Preheated the oven to 375 & started stuffing the ducks with the boudin.  Boudin has pork, liver, rice, vegetables  and seasonings.  Very much like a rice dressing, so the perfect compliment for our tastes. 







Then I sprinkled Tony’s all over the birds.  I had 7 teal and one grey duck.  I topped the birds with the hickory bacon and placed them into the oven for 30 minutes. 





Here they are ready for the oven

Now for the basting sauce.  Like I said, this is my dads old recipe.  You can tweak this however you like, but the taste brings me home so I wouldn’t change a thing.  In a small sauce pan, heat to simmer a stick of butter, and add parsley, worchestichire sauce, liquid smoke and kitchen bouquet, to taste.  You can also cut this a little with some water.  I did, and just adjusted those ingredients until I got the flavor and color like I wanted. 





And here is the sauce.  I keep the ducks in the oven for 30 minutes before basting, then I baste every 10-15 minutes.  The total cook time is usually right at an hour but I also go by color.  Also, when the bacon is nice and crispy it’s usually perfect.  
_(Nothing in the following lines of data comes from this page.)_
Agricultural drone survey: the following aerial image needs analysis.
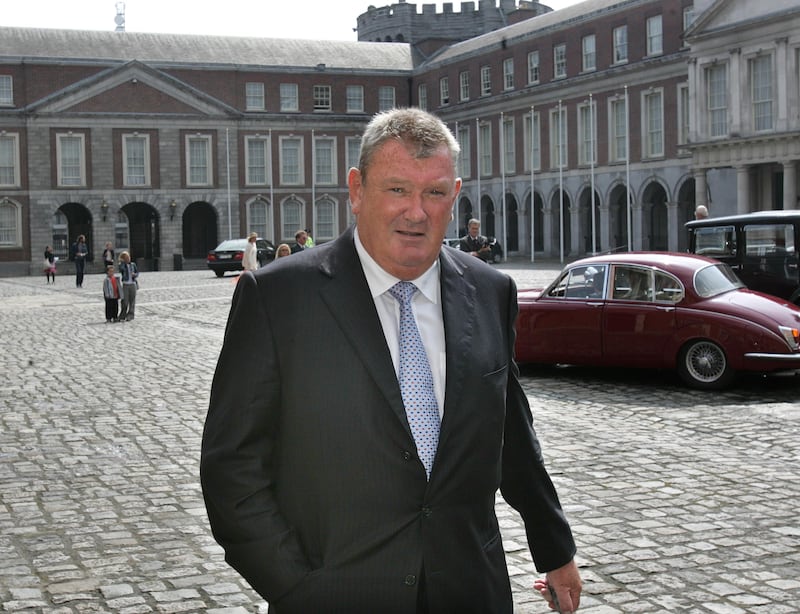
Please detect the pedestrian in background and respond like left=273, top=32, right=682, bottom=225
left=103, top=264, right=122, bottom=324
left=44, top=245, right=56, bottom=284
left=119, top=252, right=139, bottom=322
left=71, top=235, right=89, bottom=288
left=200, top=109, right=581, bottom=614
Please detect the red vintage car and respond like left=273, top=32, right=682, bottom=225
left=516, top=252, right=800, bottom=389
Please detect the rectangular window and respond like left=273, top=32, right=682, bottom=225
left=280, top=136, right=303, bottom=183
left=458, top=70, right=469, bottom=102
left=750, top=55, right=773, bottom=132
left=122, top=134, right=150, bottom=187
left=523, top=113, right=542, bottom=171
left=439, top=77, right=450, bottom=105
left=678, top=83, right=689, bottom=145
left=481, top=66, right=492, bottom=96
left=503, top=117, right=517, bottom=174
left=581, top=34, right=597, bottom=72
left=642, top=90, right=664, bottom=158
left=706, top=64, right=728, bottom=137
left=244, top=136, right=270, bottom=185
left=417, top=83, right=428, bottom=111
left=0, top=75, right=14, bottom=107
left=245, top=83, right=265, bottom=111
left=550, top=107, right=569, bottom=168
left=528, top=51, right=539, bottom=85
left=553, top=43, right=567, bottom=79
left=478, top=122, right=492, bottom=177
left=457, top=126, right=472, bottom=179
left=578, top=101, right=597, bottom=166
left=280, top=83, right=300, bottom=111
left=378, top=85, right=396, bottom=111
left=56, top=134, right=86, bottom=187
left=503, top=58, right=514, bottom=90
left=608, top=98, right=628, bottom=162
left=314, top=137, right=336, bottom=185
left=345, top=136, right=361, bottom=171
left=647, top=15, right=664, bottom=55
left=0, top=134, right=19, bottom=188
left=614, top=26, right=628, bottom=64
left=186, top=135, right=212, bottom=186
left=346, top=85, right=364, bottom=113
left=314, top=85, right=331, bottom=111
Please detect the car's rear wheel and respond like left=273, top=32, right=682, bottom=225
left=678, top=339, right=735, bottom=390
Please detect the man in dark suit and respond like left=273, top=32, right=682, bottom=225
left=458, top=218, right=492, bottom=262
left=201, top=109, right=581, bottom=614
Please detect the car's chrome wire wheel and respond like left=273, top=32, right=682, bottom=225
left=684, top=341, right=728, bottom=383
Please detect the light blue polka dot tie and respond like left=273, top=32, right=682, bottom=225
left=389, top=281, right=439, bottom=479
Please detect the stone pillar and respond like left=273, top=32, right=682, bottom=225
left=736, top=166, right=754, bottom=213
left=783, top=161, right=798, bottom=209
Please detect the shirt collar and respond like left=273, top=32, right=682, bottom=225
left=353, top=227, right=439, bottom=304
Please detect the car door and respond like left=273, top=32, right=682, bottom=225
left=602, top=265, right=683, bottom=367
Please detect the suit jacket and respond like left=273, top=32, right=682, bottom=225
left=201, top=229, right=575, bottom=614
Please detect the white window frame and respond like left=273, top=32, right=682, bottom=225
left=439, top=77, right=450, bottom=107
left=578, top=100, right=597, bottom=166
left=581, top=34, right=597, bottom=72
left=122, top=132, right=151, bottom=188
left=642, top=88, right=665, bottom=159
left=612, top=25, right=628, bottom=64
left=608, top=98, right=630, bottom=163
left=503, top=58, right=514, bottom=91
left=481, top=66, right=492, bottom=96
left=0, top=75, right=14, bottom=107
left=56, top=132, right=86, bottom=188
left=279, top=83, right=300, bottom=113
left=278, top=135, right=305, bottom=188
left=378, top=85, right=397, bottom=111
left=523, top=111, right=542, bottom=172
left=553, top=43, right=567, bottom=79
left=314, top=136, right=338, bottom=185
left=345, top=85, right=364, bottom=113
left=458, top=70, right=469, bottom=102
left=0, top=132, right=21, bottom=188
left=312, top=84, right=333, bottom=113
left=313, top=196, right=339, bottom=242
left=244, top=81, right=266, bottom=111
left=528, top=51, right=541, bottom=85
left=0, top=198, right=22, bottom=247
left=244, top=135, right=272, bottom=186
left=646, top=15, right=664, bottom=56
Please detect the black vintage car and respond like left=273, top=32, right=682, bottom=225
left=206, top=239, right=275, bottom=277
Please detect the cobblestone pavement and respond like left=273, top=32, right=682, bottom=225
left=0, top=263, right=800, bottom=614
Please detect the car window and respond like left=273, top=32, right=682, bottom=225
left=694, top=263, right=745, bottom=298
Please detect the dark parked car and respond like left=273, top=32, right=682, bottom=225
left=206, top=239, right=275, bottom=277
left=516, top=252, right=800, bottom=389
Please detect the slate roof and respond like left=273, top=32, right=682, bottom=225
left=0, top=27, right=413, bottom=72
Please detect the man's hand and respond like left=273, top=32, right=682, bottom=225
left=533, top=559, right=581, bottom=614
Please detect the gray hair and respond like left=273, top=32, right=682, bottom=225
left=358, top=108, right=461, bottom=182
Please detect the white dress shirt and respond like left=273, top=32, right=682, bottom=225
left=354, top=228, right=446, bottom=418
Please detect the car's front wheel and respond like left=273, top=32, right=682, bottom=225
left=678, top=339, right=735, bottom=390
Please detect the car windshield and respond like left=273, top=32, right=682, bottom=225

These were the tastiest ducks we’ve had in I can’t remember how long.  And the boudin, wow...just right!   Sorry I didn’t get a plated pic, but they are a little on the messy side, before I had a good part of the breast cut up, my plate was already destroyed.   So good!!


----------



## TNJAKE (Mar 29, 2020)

Very nice saint. I have a few teal breasts in the deep freeze. Probably gonna break them out soon


----------



## chilerelleno (Mar 29, 2020)

Hell Yeah and LIKE!


----------



## forktender (Mar 29, 2020)

Holy cow that looks awesome.
All of my ducks from this season got ripped off when our house was broken into, they stole all of my meat fish and fowl. They got away with two plus  possession limits wink, wink of Mallard and Sprig,  pissed is an under statement.

Your birds were nice and clean, nice work on the head shooting.


----------



## indaswamp (Mar 30, 2020)

Very Nice 73saints!!! Like!


----------



## 73saint (Mar 30, 2020)

TNJAKE said:


> Very nice saint. I have a few teal breasts in the deep freeze. Probably gonna break them out soon


Thanks TN. I had some breasts that I wanted to make duck pastrami with, but the skin was off. 


chilerelleno said:


> Hell Yeah and LIKE!


Thanks Chile!


forktender said:


> Holy cow that looks awesome.
> All of my ducks from this season got ripped off when our house was broken into, they stole all of my meat fish and fowl. They got away with two plus  possession limits wink, wink of Mallard and Sprig,  pissed is an under statement.
> 
> Your birds were nice and clean, nice work on the head shooting.


Thanks fork tender!  Sorry to hear about the break-in.  That just stinks, man!  I hope they find out who did it. 


indaswamp said:


> Very Nice 73saints!!! Like!


Thanks Inda!


----------